A partir du 12ème siècle, beaucoup d'ouvrages mathématiques sont traduits en latin ce qui permet aux connaissances mathématiques de pénétrer l'Europe.
La trigonométrie se développe vers le milieu du XIVe siècle avec la traduction en latin des œuvres de Ptolémée. Les pionniers en ce domaine sont le mathématicien autrichien Georg von Purbach (1423-1461) et surtout son étudiant Regiomontanus (1436-14756). Suivent au début du XVIe siècle les traités d'Oronce Finé, Pedro Nunes et Joachim Rheticus. Le mathématicien silésien Bartholomäus Pitiscus publie un travail remarquable sur la trigonométrie en 1595, dont le titre (Trigonometria) a donné son nom à la discipline. C'est le mathématicien flamand Adrien Romain (1561-1615) qui introduit la notation moderne \({\displaystyle \sin \ \alpha } \).

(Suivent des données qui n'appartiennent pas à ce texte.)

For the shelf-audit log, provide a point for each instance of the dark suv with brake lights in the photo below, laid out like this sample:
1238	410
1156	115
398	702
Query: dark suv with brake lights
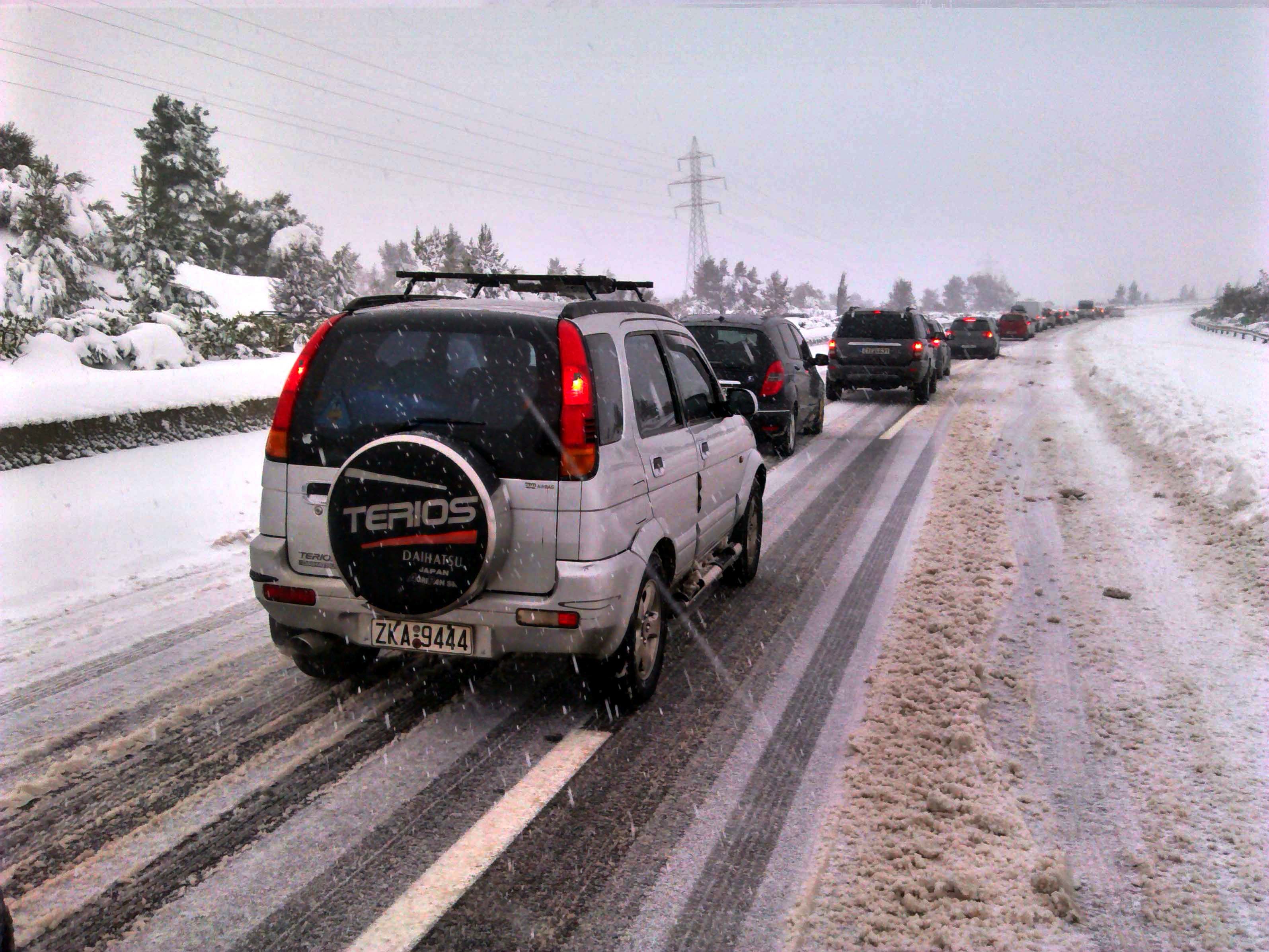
975	337
768	356
1016	326
489	476
875	349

DESCARTES René (1596 - 1650) montre qu'on peut utiliser les sinus pour calculer la déviation d'un rayon lumineux qui passe d'un milieu à un autre (réfraction de la lumière). Désormais on utilise la trigonométrie dans toutes les branches de la physique.
Les symboles
Le symbole sin :
En 1583, Thomas Fincke (ou Finck) (1561-1656) utilise sin dans le livre 14 de sa Geometria rotundi, il serait selon Cajori le premier à l'utiliser.
Le symbole cos :
Ball and Asimov disent que cos fut utilisé par William Oughtred (1574-1660), en 1657 pour Ball et 1631 pour Asimov.
Cependant, Cajori dans sa thèse prétend que William Oughtred utilise sco pour cos.
En 1674, Sir Jonas Moore (1617-1679) utilise Cos. dans Mathematical Compendium ainsi que Samuel Jeake (1623-1690) dans Arithmetick (1696).
Ce serait cependant Leonhard Euler en 1729 dans Commentarii Academiae Scient. Petropollitanae, ad annum 1729 qui participe à le diffusion de ce symbole.
Le symbole tan :
En 1583, Thomas Fincke (1561-1656) utilise tan dans le livre 14 de sa Geometria rotundi. Fincke utilisait aussi tang.
En 1632, William Oughtred (1574-1660) utilise tan dans The Circles of Proportion (1632)
Albert GIRARD (1595-1632) utilise les notations " sin, cos et tan " en 1626, dans Tables de sinus, tangentes et sécantes.
Le mot sinus :
Mais c'est l'Allemand REGIOMONTANUS ( 15ème siècle), qui est le créateur du mot sinus dans ses travaux sur la trigonométrie (De Triangulis omnimodus en 1464, publié en 1533)
Bibliographie
- [Guedj1] : Denis GUEDJ, Le théorème du perroquet, Seuil, p250.
- [DaDaPe] : A.DAHAN-DALMEDICO/J.PEIFFER, Une histoire des mathématiques, Seuil, Paris, 1986. p 69
- [HaSu] : B. Hauchecorne et D. Surateau, Des mathématiciens de A à Z, Ellipse, Paris, 1996.
- [Cajo] : Florian CAJORI, History of mathematicals notations, Thèse de réf. 01-1 CAT.74.